Al Giornale di Sicilia i redattori sono ancora attaccati alla maglia e
hanno grande spirito e orgoglio di testata, si incazzano – ci si faccia
passare il termine – se prendono un buco e affrontano ogni giorno
enormi sacrifici, spesso andando ben oltre orari e impegni contrattuali
e senza altri guadagni che quelli salariali ordinari. La direzione non
si interroga sui disagi, non cerca di capire le cause delle tante
aspettative e preferisce fidarsi e affidarsi a capi e vice
capiredattori e capiservizio, fra i quali ci sono gli otto che fanno
uscire il giornale anche durante gli scioperi e che sono tra coloro che
ricevono anche cospicue gratifiche.

Questi colleghi si vantano di ragionare con la propria testa, di essere
autonomi e di non farsi condizionare dal sindacato “massimalista e
comunista” e nessuno esclude che siano veramente spiriti liberi: in
maniera estremamente singolare, però, le loro idee libere coincidono
sempre e invariabilmente con quelle della direzione. Se c’è lo sciopero
nazionale, dissentono dallo sciopero nazionale. Se c’è lo sciopero
aziendale, dissentono dallo sciopero aziendale. Se c’è una questione
tra un collega e la direzione, sposano la causa della direzione. Non si
fermano nemmeno di fronte a questioni di principio, a diritti
individuali e collettivi, a questioni che riguardano posizioni
personali dei giornalisti e la professione: hanno sostanzialmente
disarmato il sindacato e così, con freddezza, cinismo e calcolo hanno
aumentato il proprio peso, perché al direttore-editore hanno dimostrato
che il giornale, grazie a loro, si può fare anche in otto.

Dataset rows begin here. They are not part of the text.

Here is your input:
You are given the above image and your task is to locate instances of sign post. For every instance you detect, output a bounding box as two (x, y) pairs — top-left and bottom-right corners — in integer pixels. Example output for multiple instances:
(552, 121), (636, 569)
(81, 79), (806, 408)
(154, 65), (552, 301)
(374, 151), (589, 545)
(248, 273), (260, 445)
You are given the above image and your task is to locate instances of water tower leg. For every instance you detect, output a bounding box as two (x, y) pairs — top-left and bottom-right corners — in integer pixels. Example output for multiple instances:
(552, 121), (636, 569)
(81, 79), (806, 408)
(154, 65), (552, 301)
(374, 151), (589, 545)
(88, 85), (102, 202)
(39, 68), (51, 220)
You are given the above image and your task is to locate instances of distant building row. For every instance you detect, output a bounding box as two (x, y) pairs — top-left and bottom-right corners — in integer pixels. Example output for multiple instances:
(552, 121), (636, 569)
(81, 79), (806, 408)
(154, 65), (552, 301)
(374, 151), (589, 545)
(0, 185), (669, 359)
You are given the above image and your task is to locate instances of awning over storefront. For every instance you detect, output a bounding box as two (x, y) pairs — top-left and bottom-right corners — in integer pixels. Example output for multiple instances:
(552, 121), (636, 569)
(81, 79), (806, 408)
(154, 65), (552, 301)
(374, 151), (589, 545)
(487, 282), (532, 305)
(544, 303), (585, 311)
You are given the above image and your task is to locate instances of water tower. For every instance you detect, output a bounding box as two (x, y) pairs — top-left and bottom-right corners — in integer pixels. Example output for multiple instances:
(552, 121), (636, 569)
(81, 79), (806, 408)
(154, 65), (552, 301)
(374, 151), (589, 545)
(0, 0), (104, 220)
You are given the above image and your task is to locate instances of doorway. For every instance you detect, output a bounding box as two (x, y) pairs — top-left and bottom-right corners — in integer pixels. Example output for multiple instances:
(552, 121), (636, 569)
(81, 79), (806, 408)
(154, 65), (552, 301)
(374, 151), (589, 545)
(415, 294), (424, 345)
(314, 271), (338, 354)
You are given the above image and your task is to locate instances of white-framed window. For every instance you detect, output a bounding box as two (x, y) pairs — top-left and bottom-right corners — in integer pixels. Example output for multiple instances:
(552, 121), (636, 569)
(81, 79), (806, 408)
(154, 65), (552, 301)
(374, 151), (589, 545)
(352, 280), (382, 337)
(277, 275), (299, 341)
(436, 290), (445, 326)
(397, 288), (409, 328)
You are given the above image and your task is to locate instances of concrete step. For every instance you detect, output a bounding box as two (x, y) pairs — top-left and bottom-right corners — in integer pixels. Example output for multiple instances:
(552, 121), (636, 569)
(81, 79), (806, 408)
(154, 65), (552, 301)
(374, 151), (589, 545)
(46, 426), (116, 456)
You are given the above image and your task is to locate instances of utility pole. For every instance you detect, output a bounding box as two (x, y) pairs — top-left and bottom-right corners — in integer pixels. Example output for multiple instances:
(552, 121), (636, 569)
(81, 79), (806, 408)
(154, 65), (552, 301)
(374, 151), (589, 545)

E poco importa che quello del 30 dicembre sia stato un giornale
infarcito di pubblicità, dai contenuti giornalistici risibili, privo di
alcune edizioni provinciali, salvato dall’anticipazione di uno speciale
pubblicitario di fine anno.
L’importante era non dirlo al lettore. E fare finta che, come sempre, sia stato “tutto a posto”.